Dollar
- Value: 1 United States dollar
- Mass: 26.73 g
- Diameter: 38.1 mm (1.5 in)
- Thickness: 2.77 mm (0.109 in)
- Edge: Reeded
- Composition: 90% Ag 10% Cu
- Years of minting: 2010
- Catalog number: KM# 480

Obverse
- Design: Depicts a Cub Scout in the foreground with a Boy Scout and a female Venturer in the background saluting. Inscriptions: CONTINUING THE JOURNEY, 1910, 2010, IN GOD WE TRUST and LIBERTY.
- Designer: Donna Weaver

Reverse
- Design: Features the Boy Scouts of America's universal emblem.

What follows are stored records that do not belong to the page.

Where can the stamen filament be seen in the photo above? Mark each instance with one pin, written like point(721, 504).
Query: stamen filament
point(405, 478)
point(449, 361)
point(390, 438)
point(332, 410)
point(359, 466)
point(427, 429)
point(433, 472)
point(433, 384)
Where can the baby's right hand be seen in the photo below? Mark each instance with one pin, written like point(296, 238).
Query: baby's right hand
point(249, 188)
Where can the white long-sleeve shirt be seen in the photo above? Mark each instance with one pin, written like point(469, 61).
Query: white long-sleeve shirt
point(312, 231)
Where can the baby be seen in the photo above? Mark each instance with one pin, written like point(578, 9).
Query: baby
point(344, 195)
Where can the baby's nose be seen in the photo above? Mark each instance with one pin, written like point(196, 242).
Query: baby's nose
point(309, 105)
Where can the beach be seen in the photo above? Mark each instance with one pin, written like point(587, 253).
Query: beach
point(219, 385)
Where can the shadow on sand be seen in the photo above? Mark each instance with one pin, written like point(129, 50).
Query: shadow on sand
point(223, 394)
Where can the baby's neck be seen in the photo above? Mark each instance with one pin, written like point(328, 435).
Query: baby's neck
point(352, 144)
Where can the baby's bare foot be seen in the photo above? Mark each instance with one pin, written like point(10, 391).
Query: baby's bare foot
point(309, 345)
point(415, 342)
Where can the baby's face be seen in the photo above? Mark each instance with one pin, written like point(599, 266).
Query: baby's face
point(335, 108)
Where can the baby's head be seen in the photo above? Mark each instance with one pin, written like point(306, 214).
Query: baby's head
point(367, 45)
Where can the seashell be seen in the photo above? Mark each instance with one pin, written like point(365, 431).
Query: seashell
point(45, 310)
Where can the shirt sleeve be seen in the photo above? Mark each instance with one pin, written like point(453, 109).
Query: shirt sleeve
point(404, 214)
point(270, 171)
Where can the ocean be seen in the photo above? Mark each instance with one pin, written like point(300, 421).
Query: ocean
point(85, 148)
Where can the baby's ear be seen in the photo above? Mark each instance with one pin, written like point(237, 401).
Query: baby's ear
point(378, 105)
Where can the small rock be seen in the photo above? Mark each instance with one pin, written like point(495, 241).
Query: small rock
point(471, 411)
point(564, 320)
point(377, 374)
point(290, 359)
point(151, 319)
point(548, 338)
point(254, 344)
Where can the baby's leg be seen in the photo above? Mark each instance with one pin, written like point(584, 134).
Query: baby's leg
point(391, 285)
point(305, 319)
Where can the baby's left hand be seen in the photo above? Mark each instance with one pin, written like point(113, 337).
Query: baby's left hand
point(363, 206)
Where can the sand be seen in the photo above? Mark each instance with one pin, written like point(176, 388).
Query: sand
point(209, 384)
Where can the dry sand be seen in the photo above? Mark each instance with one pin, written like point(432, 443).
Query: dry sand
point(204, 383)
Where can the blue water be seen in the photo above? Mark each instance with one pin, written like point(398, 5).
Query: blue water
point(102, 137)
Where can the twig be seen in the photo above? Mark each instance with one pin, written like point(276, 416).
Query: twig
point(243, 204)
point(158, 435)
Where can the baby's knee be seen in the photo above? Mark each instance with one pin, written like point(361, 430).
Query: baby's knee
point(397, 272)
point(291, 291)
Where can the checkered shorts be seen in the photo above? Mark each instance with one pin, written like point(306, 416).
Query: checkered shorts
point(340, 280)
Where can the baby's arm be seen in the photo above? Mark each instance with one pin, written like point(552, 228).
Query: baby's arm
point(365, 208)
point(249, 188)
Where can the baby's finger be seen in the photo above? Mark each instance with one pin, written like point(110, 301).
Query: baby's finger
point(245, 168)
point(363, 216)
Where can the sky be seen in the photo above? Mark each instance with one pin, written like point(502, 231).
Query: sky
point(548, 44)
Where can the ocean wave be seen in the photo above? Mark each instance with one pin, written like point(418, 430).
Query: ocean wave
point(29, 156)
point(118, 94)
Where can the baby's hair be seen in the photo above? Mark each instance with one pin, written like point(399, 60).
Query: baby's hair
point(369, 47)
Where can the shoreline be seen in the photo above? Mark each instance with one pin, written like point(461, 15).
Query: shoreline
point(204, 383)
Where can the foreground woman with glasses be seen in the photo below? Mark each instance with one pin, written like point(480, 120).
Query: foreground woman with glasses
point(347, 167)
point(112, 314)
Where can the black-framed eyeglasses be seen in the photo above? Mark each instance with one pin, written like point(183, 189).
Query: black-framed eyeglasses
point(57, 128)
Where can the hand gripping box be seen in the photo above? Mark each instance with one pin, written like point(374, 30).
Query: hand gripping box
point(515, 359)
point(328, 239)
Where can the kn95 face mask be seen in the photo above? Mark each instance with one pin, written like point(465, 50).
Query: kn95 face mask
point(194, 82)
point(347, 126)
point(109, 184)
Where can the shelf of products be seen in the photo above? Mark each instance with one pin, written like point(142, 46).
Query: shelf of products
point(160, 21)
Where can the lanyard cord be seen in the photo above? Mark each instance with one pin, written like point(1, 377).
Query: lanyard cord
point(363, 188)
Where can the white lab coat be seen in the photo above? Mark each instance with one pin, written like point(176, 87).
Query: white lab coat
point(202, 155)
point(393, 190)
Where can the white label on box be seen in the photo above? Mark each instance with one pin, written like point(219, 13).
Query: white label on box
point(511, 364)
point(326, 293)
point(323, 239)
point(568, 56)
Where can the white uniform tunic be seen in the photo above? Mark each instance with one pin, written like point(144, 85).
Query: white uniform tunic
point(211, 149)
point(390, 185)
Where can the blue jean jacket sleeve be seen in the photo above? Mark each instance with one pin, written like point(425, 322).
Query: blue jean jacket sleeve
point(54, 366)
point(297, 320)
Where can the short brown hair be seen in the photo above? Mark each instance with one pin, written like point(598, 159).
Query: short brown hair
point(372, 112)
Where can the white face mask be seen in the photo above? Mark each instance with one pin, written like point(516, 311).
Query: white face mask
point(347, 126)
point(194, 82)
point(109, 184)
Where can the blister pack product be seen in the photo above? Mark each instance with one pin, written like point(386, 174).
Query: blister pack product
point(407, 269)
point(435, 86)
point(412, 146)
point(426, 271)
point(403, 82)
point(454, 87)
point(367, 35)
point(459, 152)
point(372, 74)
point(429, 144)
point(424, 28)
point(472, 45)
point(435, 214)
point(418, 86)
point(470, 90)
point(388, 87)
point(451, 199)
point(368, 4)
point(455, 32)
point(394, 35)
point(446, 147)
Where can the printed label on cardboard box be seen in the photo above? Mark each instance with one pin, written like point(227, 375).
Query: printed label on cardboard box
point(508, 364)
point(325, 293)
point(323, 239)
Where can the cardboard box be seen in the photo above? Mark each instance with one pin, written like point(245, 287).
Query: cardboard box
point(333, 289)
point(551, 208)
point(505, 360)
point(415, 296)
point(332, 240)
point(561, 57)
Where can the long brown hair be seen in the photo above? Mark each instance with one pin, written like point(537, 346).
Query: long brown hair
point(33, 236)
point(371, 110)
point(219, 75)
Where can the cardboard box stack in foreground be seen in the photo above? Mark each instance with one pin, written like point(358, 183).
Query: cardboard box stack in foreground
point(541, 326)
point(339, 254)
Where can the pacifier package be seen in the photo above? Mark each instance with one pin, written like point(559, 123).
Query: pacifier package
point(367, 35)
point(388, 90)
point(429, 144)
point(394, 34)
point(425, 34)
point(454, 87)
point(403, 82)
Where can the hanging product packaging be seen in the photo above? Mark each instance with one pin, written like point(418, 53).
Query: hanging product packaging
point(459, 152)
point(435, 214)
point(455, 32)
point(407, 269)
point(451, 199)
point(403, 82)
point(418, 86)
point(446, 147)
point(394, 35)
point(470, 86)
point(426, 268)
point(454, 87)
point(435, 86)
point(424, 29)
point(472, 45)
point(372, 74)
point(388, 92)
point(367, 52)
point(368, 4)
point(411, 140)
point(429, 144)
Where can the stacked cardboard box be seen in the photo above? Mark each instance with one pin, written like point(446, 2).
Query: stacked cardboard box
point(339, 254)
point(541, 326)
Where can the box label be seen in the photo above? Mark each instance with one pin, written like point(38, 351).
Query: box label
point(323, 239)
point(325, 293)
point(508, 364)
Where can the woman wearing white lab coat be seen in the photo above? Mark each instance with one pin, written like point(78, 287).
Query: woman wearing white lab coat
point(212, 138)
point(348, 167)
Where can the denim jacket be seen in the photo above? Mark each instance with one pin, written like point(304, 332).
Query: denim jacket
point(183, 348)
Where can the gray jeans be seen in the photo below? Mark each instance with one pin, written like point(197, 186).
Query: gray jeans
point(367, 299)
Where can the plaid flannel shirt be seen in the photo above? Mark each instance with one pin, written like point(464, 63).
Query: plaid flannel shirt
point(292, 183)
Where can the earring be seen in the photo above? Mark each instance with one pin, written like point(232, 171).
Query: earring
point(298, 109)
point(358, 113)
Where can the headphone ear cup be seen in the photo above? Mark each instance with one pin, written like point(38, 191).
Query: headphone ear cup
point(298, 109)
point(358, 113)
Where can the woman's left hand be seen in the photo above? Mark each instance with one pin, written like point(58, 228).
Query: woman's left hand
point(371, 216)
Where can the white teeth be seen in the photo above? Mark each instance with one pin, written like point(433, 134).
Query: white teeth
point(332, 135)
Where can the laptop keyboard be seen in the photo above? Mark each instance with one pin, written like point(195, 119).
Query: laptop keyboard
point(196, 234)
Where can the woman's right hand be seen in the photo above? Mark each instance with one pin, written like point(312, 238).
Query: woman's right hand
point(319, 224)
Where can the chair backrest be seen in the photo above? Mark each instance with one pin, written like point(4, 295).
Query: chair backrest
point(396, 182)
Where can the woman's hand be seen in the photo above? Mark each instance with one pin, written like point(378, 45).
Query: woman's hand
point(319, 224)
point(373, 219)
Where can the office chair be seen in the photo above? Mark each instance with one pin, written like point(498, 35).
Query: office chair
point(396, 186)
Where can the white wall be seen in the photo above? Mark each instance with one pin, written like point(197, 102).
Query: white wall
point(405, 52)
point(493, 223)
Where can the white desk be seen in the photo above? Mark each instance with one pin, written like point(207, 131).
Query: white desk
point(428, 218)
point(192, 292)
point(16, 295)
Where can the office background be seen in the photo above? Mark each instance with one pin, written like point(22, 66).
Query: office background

Inscriptions: BOY SCOUTS OF AMERICA, BE PREPARED, E PLURIBUS UNUM and ONE DOLLAR.
- Designer: Jim Licaretz

= Boy Scouts of America Centennial silver dollar =

On May 16, 2008, in a vote of 403-8, the United States House of Representatives passed H.R. 5872, the Boy Scouts of America Centennial Commemorative Coin Act. The legislation included the following information:

The Congress finds as follows:
1. The Boy Scouts of America will celebrate its centennial on February 8, 2010.
2. The Boy Scouts of America is the largest youth organization in the United States, with 3,000,000 youth members and 1,000,000 adult leaders in the traditional programs of Cub Scouts, Boy Scouts, and Venturing.
3. Since 1910, more than 111,000,000 youth have participated in Scouting's traditional programs.
4. The Boy Scouts of America was granted a Federal charter in 1916 by an Act of the 64th Congress, which was signed into law by President Woodrow Wilson.
5. In the 110th Congress, 248 members of the House of Representative and the Senate have participated in Boy Scouts of America as Scouts or adult leaders.
6. The mission of the Boy Scouts of America is 'to prepare young people to make ethical and moral choices over their lifetimes by instilling in them the values of the Scout Oath and Law'.
7. Every day across our Nation, Scouts and their leaders pledge to live up the promise in the Scout Oath–'On my honor I will do my best, To do my duty to God and my country and to obey the Scout Law; To help other people at all times; To keep myself physically strong, mentally awake, and morally straight'–and the Scout Law, according to which a Scout is 'Trustworthy, Loyal, Helpful, Friendly, Courteous, Kind, Obedient, Cheerful, Thrifty, Brave, Clean, and Reverent'.
8. In the past 4 years alone, Scouting youth and their leaders have volunteered more than 6,500,000 hours of service to their communities through more than 75,000 service projects, benefiting food banks, local schools, and civic organizations.

The bill was signed into law on October 8, 2008 by President George W. Bush (Public Law 100-363).